Reinforcement Learning for LLMs LLM Reasoning and Architecture

Do prior errors in context history amplify future errors?

When a language model makes mistakes early in a task, do those errors contaminate subsequent predictions? We explore whether error accumulation degrades long-horizon performance through passive context pollution rather than capability limits.

Note · 2026-02-22 · sourced from Reasoning Critiques

A model executing a long-horizon task makes errors. Those errors remain in the context. The model then predicts the next token conditioned on a history that contains its own mistakes. Error probability increases. More errors accumulate. Performance degrades faster than a constant per-step error rate would predict.

This self-conditioning effect is empirically verified by controlling the error rate in the history shown to the model. As the error rate in prior context increases, subsequent step accuracy drops sharply. The mechanism is straightforward: models are trained to predict the most likely next token given context; when the context contains errors, those errors become part of the distribution being continued.

Unlike humans — who typically improve at a task with repetition — LLMs become less reliable as their context fills with their own mistakes. Practice does not help; contamination does.

Three practical implications:

Model scaling does not fix this — larger models self-condition just as much as smaller ones. The problem is not capability but the conditional prediction objective itself.
Long-horizon failure attribution matters — what looks like a reasoning or planning failure in long tasks is often an execution failure caused by error accumulation.

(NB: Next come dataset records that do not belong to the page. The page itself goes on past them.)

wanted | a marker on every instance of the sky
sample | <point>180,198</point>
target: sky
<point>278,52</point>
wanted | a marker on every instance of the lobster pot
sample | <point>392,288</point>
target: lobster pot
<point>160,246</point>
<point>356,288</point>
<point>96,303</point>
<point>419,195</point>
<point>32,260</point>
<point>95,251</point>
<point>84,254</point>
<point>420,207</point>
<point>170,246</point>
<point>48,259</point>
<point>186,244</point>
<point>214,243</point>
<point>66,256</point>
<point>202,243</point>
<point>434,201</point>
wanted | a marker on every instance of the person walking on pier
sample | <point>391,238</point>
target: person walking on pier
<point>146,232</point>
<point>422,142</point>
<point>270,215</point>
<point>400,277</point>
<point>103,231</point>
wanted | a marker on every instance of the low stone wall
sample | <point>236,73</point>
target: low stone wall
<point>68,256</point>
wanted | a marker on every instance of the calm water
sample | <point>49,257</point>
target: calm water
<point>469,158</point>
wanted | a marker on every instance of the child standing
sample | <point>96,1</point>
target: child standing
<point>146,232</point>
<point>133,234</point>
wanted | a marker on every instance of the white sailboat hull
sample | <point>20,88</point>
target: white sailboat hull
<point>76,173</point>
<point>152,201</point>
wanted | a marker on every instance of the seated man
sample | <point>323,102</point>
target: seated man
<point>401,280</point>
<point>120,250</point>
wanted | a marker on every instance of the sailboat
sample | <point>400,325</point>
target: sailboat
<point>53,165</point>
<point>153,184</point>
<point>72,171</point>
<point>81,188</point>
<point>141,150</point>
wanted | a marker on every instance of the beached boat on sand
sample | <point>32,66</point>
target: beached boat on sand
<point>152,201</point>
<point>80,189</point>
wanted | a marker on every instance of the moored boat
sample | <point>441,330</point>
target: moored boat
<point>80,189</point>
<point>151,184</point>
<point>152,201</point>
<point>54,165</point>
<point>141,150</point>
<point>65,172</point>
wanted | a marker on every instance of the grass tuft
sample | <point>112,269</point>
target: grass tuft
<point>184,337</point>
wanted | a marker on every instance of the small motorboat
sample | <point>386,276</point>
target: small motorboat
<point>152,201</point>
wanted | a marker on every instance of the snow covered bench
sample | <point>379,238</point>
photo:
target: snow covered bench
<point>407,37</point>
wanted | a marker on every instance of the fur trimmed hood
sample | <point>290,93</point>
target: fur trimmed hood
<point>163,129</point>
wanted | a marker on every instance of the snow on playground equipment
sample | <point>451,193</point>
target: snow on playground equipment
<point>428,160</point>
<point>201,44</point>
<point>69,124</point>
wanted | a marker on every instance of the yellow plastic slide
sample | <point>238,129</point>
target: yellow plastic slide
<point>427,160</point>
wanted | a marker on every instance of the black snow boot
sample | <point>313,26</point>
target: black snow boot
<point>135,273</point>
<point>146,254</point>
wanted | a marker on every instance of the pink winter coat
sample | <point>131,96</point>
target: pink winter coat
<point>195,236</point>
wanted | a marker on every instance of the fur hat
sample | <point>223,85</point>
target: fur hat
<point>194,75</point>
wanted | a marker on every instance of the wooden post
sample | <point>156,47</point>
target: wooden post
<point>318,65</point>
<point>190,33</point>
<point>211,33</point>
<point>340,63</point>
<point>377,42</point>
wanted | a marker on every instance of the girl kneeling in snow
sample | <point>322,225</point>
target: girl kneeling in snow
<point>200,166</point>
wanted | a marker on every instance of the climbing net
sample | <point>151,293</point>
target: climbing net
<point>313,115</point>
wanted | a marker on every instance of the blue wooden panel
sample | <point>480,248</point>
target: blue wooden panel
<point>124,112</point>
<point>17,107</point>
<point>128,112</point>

The model had the capability; its own prior outputs degraded it.
Thinking models fix self-conditioning — thinking models (like R1) are not affected by prior mistakes in the same way; sequential test-time compute greatly improves the length of task a model can complete (DeepSeek-V3 fails at 2 steps; R1 executes 200). The thinking process appears to insulate reasoning from error-contaminated context.

This is distinct from Does self-revision actually improve reasoning in language models?. Self-revision is a model's deliberate re-examination of its own reasoning, which introduces errors. Self-conditioning is a passive contamination mechanism — no deliberate revision required, just the accumulation of prior errors in context.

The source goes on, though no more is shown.